En enero de 1988, el peronismo completaba el circuito de su renovación y llegaba en excelentes condiciones al umbral del recambio presidencial. Antonio Cafiero, a la sazón gobernador de Buenos Aires, aparecía como el primun inter pares para la candidatura presidencial, cuestión que debía dirimirse en julio entre dos fórmulas: Cafiero - De la Sota y Menem - Duhalde. En la interna del 9 de julio -primera elección de voto directo nacional- el indiscutible y marcado triunfo de Carlos Menem fue una sorpresa que parecía contradecir el proceso anterior. Si es cierto que el riojano había cultivado el perfil renovador desde sus orígenes, la alianza que había tejido para esas internas reintegraba y oxigenaba a los desplazados de la ortodoxia.
El debate ex post introduciría interrogantes sobre la renovación peronista ochentista capaz de fertilizar debates actuales. La experiencia de aquellos años estuvo cruzada por fuertes dilemas que tensionaron a la dirigencia entre reformular a fondo la tradición u optar por el camino de conservar las “esencias”. La cuestión de la reformulación partidaria y de un nuevo liderazgo requería mucha pericia para articular e integrar el vasto y heterogéneo conglomerado de segmentos -sindicales, territoriales- que componían el peronismo. Estos dilemas por entonces se representaron como la tensión “movimiento o partido”.

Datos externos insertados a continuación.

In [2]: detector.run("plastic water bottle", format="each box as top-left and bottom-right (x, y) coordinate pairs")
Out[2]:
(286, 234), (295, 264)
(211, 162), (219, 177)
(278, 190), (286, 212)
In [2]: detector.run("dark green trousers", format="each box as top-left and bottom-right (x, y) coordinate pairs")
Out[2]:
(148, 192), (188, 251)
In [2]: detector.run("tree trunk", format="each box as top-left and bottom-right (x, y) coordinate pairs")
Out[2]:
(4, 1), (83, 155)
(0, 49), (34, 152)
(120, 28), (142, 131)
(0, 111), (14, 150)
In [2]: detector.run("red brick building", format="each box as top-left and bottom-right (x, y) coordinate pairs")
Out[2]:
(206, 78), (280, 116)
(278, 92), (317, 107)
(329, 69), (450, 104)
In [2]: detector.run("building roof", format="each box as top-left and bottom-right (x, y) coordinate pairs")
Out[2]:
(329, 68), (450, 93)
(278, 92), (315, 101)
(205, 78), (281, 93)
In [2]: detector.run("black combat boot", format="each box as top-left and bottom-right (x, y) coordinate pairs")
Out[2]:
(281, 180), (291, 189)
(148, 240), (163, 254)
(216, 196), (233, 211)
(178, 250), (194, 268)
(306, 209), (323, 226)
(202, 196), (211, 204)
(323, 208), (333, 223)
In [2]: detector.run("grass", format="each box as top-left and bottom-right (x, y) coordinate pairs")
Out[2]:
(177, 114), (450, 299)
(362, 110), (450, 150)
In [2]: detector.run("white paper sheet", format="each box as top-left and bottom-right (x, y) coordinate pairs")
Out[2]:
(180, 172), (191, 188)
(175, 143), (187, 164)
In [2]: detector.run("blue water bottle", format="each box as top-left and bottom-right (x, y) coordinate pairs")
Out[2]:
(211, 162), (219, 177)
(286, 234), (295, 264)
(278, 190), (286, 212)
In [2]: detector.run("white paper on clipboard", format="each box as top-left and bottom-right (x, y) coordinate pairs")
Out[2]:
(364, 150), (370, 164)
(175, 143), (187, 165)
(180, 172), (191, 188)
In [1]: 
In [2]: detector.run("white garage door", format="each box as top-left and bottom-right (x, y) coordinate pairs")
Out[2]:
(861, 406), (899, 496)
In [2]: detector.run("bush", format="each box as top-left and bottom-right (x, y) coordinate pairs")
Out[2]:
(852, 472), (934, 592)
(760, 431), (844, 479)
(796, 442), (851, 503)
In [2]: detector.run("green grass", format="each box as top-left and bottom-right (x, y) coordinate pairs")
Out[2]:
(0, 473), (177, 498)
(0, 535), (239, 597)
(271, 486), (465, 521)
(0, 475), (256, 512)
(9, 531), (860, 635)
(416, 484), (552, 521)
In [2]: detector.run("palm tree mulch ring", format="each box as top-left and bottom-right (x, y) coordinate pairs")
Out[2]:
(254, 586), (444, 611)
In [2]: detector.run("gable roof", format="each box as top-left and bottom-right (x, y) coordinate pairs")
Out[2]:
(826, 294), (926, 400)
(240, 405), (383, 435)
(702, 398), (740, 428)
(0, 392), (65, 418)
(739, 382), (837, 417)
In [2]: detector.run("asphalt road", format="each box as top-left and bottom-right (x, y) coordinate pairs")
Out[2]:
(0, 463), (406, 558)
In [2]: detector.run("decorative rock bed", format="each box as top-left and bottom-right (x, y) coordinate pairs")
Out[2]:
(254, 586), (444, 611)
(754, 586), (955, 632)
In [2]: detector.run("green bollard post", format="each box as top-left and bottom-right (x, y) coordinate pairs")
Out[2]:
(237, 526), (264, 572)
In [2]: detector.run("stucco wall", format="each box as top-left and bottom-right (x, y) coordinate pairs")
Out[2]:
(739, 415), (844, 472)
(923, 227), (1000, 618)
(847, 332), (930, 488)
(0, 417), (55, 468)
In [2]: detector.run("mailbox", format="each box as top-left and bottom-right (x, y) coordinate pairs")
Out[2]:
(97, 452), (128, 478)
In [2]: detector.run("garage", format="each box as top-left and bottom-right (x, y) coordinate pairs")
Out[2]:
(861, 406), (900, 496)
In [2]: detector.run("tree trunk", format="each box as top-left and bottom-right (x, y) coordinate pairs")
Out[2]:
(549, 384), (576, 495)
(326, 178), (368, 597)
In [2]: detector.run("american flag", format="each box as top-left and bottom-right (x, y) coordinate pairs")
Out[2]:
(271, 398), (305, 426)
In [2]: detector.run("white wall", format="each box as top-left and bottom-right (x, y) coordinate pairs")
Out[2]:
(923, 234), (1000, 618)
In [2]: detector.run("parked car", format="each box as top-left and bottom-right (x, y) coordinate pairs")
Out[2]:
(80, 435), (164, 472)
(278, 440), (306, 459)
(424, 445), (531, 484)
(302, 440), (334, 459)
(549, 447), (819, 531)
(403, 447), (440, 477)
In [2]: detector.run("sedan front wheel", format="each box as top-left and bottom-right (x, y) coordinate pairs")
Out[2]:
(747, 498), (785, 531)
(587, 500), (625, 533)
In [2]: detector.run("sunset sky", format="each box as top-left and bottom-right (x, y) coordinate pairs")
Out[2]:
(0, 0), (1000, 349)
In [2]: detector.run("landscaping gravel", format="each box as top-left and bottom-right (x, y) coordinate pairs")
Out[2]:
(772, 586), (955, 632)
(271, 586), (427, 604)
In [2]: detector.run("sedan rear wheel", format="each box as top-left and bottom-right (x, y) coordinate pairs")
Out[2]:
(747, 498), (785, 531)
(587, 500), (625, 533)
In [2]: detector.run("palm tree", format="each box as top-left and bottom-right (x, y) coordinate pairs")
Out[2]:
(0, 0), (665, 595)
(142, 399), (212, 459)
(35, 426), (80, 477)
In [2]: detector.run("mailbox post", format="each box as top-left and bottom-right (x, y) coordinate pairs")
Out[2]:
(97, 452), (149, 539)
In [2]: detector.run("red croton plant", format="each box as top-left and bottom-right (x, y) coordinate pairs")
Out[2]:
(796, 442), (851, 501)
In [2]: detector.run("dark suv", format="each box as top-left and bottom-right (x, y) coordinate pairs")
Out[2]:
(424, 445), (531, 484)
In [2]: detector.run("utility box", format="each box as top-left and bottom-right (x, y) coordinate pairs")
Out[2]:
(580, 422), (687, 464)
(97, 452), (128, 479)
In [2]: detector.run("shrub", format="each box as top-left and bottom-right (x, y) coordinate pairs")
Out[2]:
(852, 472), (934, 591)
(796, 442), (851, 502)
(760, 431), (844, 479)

Una de las múltiples interpretaciones sobre aquel resultado fue que la prédica renovadora centrada en la “lucha por la idea frente a la lucha por el espacio”, más propicia a democratizar el partido, había perdido la batalla. Había ganado la fórmula capaz de articular diferentes fragmentos bajo un único liderazgo tradicional. Se reinstalaba el interrogante sobre la virtualidad del peronismo para renovarse. Poco después, en el gobierno, Carlos Menem cambiaría todas las coordenadas.
Mirado desde una perspectiva escéptica, la renovación ochentista se demostró impotente frente a la vieja ortodoxia tradicional. No obstante, acredita el empeño de haber interpelado al peronismo -en un momento de crisis- a valorar la formalidad democrática. Aun cuando pueda leerse como efímero, se puede pensar que el “momento renovador” resulta una contribución notable en la historia del peronismo en el largo plazo.